According to a recent poll of North Carolina voters, employment is the most important issue facing the state right now. The Public Policy Polling results also suggest support for an increase to a $15 minimum wage.

Twenty-three percent of North Carolina voters said state elected leaders should focus more on wages and jobs. The August poll results show the issue has become more important to voters than other pressing matters like healthcare or education.

Tom Jensen is the director of Public Policy Polling. He said increased awareness of the importance of jobs stems from the worker shortage, which has left many jobs vacant.

“You just have to pay people more to get jobs filled,” Jensen said. “You have to have jobs filled to make everything run smoothly for everybody else who depends on workers for services and those sorts of things.”

Republicans and Democrats both said wages and jobs were important. Twenty-six percent of Democrats and 29 percent of Republicans ranked it as their top issue.

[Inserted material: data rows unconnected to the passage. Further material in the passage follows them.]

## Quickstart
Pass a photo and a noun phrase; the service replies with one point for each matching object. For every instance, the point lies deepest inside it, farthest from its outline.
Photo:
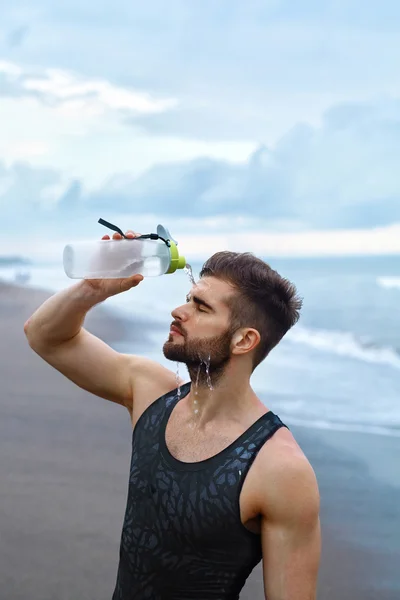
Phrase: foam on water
(345, 344)
(389, 282)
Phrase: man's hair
(263, 300)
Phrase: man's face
(201, 332)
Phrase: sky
(266, 126)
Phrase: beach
(64, 464)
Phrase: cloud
(342, 174)
(69, 91)
(17, 36)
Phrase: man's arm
(291, 535)
(55, 332)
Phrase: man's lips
(175, 330)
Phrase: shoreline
(64, 465)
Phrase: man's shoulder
(283, 471)
(149, 380)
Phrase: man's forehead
(213, 288)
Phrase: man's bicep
(291, 561)
(291, 538)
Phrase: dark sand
(64, 463)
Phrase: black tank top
(182, 537)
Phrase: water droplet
(207, 363)
(188, 270)
(196, 385)
(177, 380)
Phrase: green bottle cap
(177, 262)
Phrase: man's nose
(181, 313)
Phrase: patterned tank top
(182, 536)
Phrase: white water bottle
(149, 255)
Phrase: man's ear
(245, 340)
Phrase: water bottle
(148, 255)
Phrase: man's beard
(206, 359)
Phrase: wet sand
(64, 464)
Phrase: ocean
(338, 368)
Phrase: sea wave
(334, 426)
(345, 344)
(389, 282)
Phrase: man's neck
(227, 399)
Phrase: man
(217, 481)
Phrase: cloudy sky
(268, 126)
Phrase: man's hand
(104, 288)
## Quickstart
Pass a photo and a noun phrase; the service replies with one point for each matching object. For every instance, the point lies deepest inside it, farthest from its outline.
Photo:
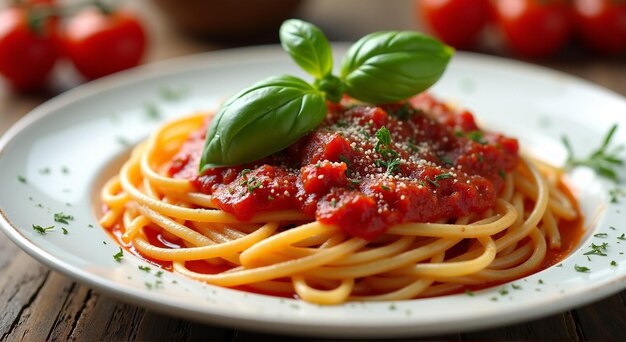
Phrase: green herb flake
(42, 230)
(63, 218)
(582, 269)
(597, 249)
(119, 255)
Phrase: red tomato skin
(535, 28)
(456, 22)
(26, 57)
(601, 24)
(99, 44)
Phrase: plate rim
(149, 300)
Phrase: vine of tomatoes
(529, 28)
(35, 34)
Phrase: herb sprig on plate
(604, 160)
(272, 114)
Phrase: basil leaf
(307, 46)
(391, 66)
(262, 119)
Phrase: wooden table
(39, 304)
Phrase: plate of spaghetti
(485, 193)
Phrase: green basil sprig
(270, 115)
(262, 120)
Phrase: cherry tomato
(28, 48)
(534, 28)
(100, 43)
(456, 22)
(602, 24)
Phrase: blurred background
(90, 43)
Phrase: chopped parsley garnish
(119, 255)
(602, 160)
(252, 185)
(615, 194)
(477, 136)
(42, 230)
(597, 249)
(439, 177)
(582, 269)
(63, 218)
(390, 157)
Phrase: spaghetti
(294, 248)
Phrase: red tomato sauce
(435, 164)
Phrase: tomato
(456, 22)
(535, 28)
(602, 24)
(101, 43)
(27, 52)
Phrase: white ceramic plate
(55, 159)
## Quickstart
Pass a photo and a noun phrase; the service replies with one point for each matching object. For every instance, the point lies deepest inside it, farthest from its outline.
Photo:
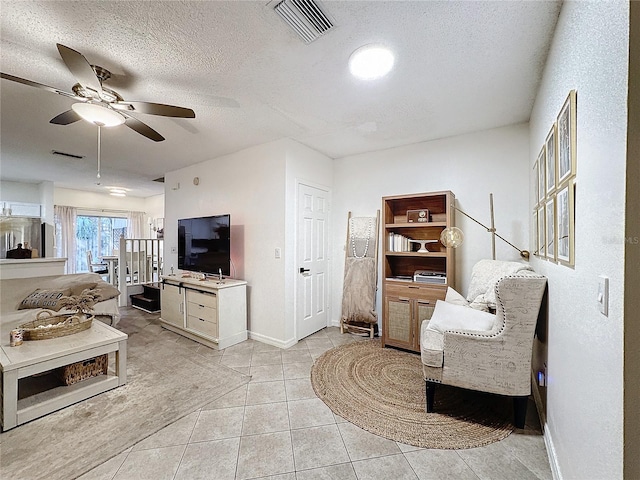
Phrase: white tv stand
(212, 312)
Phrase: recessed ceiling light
(117, 192)
(98, 114)
(370, 62)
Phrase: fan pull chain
(99, 128)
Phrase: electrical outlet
(603, 295)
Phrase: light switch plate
(603, 295)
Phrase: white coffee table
(39, 356)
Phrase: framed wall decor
(542, 251)
(550, 153)
(542, 189)
(567, 133)
(550, 220)
(565, 224)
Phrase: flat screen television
(204, 244)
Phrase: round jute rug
(382, 391)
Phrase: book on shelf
(399, 243)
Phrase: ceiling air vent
(65, 154)
(305, 17)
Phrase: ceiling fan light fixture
(370, 62)
(98, 114)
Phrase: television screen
(204, 244)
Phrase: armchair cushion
(455, 298)
(431, 346)
(485, 276)
(447, 316)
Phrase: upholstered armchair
(468, 348)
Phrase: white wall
(154, 209)
(250, 186)
(471, 166)
(19, 192)
(589, 53)
(257, 186)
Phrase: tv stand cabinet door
(172, 304)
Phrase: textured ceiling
(461, 66)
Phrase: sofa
(21, 299)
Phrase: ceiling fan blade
(65, 118)
(24, 81)
(143, 129)
(80, 68)
(155, 109)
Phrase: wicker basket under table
(76, 372)
(61, 325)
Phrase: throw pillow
(455, 298)
(447, 316)
(486, 273)
(49, 299)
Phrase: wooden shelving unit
(407, 302)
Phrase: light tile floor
(276, 428)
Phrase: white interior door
(312, 248)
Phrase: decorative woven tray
(46, 325)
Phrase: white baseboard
(548, 441)
(272, 341)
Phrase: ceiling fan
(98, 104)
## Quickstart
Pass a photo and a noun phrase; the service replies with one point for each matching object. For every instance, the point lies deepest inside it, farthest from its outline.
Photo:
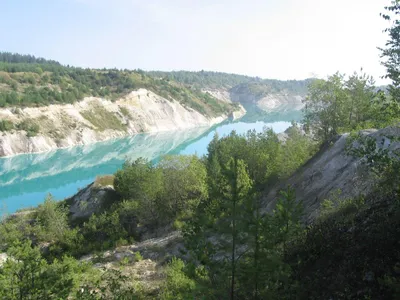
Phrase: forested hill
(26, 80)
(217, 80)
(29, 81)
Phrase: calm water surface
(26, 179)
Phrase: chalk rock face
(95, 119)
(332, 171)
(92, 199)
(3, 258)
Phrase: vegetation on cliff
(29, 81)
(233, 248)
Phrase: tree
(391, 52)
(325, 106)
(184, 184)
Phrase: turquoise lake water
(26, 179)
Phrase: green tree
(326, 106)
(184, 184)
(391, 52)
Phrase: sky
(280, 39)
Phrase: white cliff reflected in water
(26, 179)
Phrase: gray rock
(332, 170)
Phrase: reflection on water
(26, 179)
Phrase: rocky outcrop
(95, 119)
(90, 200)
(333, 173)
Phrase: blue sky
(283, 39)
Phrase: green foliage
(391, 52)
(6, 125)
(103, 231)
(26, 275)
(35, 81)
(162, 193)
(177, 284)
(337, 105)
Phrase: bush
(6, 125)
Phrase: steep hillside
(95, 119)
(47, 105)
(29, 81)
(333, 174)
(267, 94)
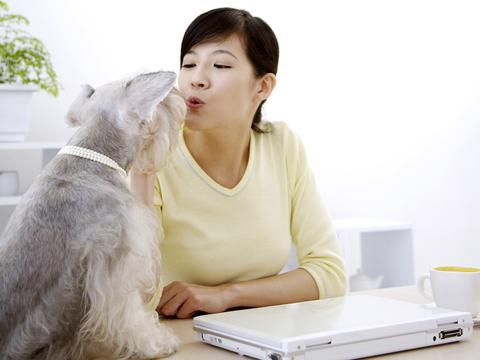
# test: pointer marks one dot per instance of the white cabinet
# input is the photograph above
(377, 252)
(48, 151)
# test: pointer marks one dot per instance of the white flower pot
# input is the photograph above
(15, 102)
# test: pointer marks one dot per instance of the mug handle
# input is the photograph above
(421, 286)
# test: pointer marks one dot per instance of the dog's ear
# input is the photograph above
(74, 114)
(146, 91)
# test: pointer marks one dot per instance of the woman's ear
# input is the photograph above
(266, 85)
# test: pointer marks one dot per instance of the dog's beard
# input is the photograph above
(161, 135)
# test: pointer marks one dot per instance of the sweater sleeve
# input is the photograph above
(157, 207)
(312, 230)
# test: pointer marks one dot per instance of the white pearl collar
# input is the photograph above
(91, 155)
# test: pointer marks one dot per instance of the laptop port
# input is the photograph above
(450, 333)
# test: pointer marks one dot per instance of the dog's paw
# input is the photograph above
(169, 342)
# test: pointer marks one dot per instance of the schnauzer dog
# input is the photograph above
(79, 258)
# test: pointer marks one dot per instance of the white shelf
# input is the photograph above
(9, 200)
(29, 145)
(370, 225)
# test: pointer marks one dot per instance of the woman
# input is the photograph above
(238, 191)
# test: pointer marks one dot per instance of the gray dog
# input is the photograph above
(79, 258)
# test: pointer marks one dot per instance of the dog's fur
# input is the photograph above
(79, 258)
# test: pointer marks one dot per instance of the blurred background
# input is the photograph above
(384, 94)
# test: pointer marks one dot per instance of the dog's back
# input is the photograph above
(67, 215)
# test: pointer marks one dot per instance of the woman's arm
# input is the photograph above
(183, 299)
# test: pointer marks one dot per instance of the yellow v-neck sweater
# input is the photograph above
(215, 235)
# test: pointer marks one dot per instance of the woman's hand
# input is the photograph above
(182, 299)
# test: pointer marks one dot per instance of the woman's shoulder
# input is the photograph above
(279, 132)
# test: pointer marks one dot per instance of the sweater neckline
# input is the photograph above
(212, 183)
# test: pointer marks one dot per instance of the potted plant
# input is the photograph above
(25, 67)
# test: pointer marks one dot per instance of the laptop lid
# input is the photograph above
(346, 326)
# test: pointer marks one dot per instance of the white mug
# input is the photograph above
(8, 183)
(453, 287)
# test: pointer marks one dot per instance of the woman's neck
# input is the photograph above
(222, 154)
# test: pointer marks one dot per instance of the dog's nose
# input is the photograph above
(199, 84)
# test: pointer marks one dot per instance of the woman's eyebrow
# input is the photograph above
(219, 51)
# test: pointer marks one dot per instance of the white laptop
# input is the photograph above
(351, 327)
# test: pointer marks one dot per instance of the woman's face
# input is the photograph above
(218, 82)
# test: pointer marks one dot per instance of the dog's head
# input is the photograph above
(146, 107)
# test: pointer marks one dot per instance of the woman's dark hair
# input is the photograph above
(259, 40)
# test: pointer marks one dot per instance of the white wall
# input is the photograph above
(385, 95)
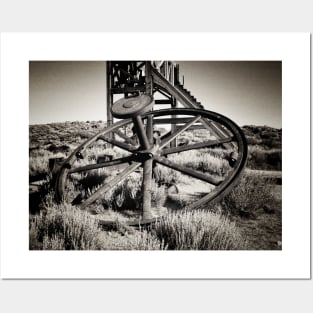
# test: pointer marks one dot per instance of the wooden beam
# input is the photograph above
(127, 89)
(163, 101)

The poll responses also showed widespread support for an increase in the state minimum wage from the current $7.25 to $15/hour. Fifty-seven percent of voters said they would approve a wage increase and 40 percent opposed. Jensen said it is the most support he has seen for the measure.

“We’ve been polling on a $15 minimum wage in North Carolina for close to a decade now,” Jensen said. “We’re definitely seeing more support for that concept than we ever had before.”

Of those who either strongly supported or somewhat supported a $15 minimum wage, 83 percent were Democrats while 26 percent were Republican. The most support for a $15 minimum wage came from Black voters, according to the poll. Seventy-eight percent said they would approve increasing the minimum wage.

According to MIT’s Living Wage Calculator, which shows the hourly wage a person would need to earn to support themselves, a single adult with no children in North Carolina would need to earn $14.72/hour. In Orange County, the living wage is $15.40. The figure is based on average annual expenses for an individual in each state. North Carolina’s current minimum wage is the same as the federal rate, which was last increased by $0.70 in 2008.

North Carolina currently has bills in the State House of Representatives and Senate that would increase the minimum wage to $10.35/hour in 2022 and then to $15/hour in 2023.